Ci ha lasciato Philippe Daverio, proprio il mese scorso ragionavo su di lui con Giancarlo Politi, ex Direttore di Flash Art, la storica testata d’arte contemporanea, da lui fondata, ancora oggi la più autorevole in Italia e in Europa. gli facevo notare come Daverio stesse diventatando datato come divulgatore di fatti dell’arte, rimpiazzato da influencer di professione o Art influencer di settore, basterebbe solo questo a comprendere quanto la sua perdita sia un duro colpo per lo stato dell’arte Italiana.
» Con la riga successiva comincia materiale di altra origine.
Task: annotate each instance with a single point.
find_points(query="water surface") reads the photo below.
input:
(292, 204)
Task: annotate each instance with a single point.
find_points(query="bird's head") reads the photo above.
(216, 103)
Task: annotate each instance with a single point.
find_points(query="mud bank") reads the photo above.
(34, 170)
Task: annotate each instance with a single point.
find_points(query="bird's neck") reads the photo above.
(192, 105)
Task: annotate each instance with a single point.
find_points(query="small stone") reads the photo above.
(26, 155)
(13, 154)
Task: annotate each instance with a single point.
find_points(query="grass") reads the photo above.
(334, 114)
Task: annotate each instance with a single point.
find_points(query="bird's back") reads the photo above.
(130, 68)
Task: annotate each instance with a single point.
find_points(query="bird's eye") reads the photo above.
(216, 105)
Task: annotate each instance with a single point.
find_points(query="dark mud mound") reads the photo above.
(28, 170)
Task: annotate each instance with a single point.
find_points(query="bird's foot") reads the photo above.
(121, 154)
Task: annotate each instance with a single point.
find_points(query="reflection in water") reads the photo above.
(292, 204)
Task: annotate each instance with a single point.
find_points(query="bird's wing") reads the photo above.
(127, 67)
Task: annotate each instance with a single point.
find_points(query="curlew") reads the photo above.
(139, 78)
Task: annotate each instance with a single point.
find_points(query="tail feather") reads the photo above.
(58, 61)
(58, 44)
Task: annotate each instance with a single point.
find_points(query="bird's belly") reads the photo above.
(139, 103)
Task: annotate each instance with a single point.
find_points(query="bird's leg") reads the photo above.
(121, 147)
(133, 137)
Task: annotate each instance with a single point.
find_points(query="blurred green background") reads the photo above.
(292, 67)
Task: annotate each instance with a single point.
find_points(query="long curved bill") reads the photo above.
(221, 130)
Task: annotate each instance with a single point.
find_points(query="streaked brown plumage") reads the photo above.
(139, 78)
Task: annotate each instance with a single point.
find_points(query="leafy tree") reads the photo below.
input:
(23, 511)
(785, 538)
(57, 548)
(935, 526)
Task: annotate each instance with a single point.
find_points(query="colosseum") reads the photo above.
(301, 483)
Un duro colpo proprio nel nome del suo essere un narratore dell’arte in quanto linguaggio, che in quanto tale sapeva tradurre tutta l’arte in contemporanea.
Con la storia dell’arte tagliata in tutti i Licei e scuole superiori (eccezion fatta per i Licei Artistici), in una nazione che può vantare l’unica città metropolitana sul fronte occidentale ancora priva di un’Accademia di Belle Arti, essere un divulgatore volto noto, massmediatico e nazional popolare di arte e cultura lo rendeva patrimonio collettivo.
Certo, la sua era una narrazione e una rappresentazione dell’arte per contenuti, trasversale, complicata che non sa leggere l’arte in tutta la sua dimensione olistica, ultimamente certe sue pillole passavano anche per “Striscia la notizia”, ma la sua autorevolezza era oramai messa in discussione dai media integrati, in un mondo dove oramai non conta la cultura e il sapere che hai, ma quanto fai parlare e quanta gente porti nei Musei.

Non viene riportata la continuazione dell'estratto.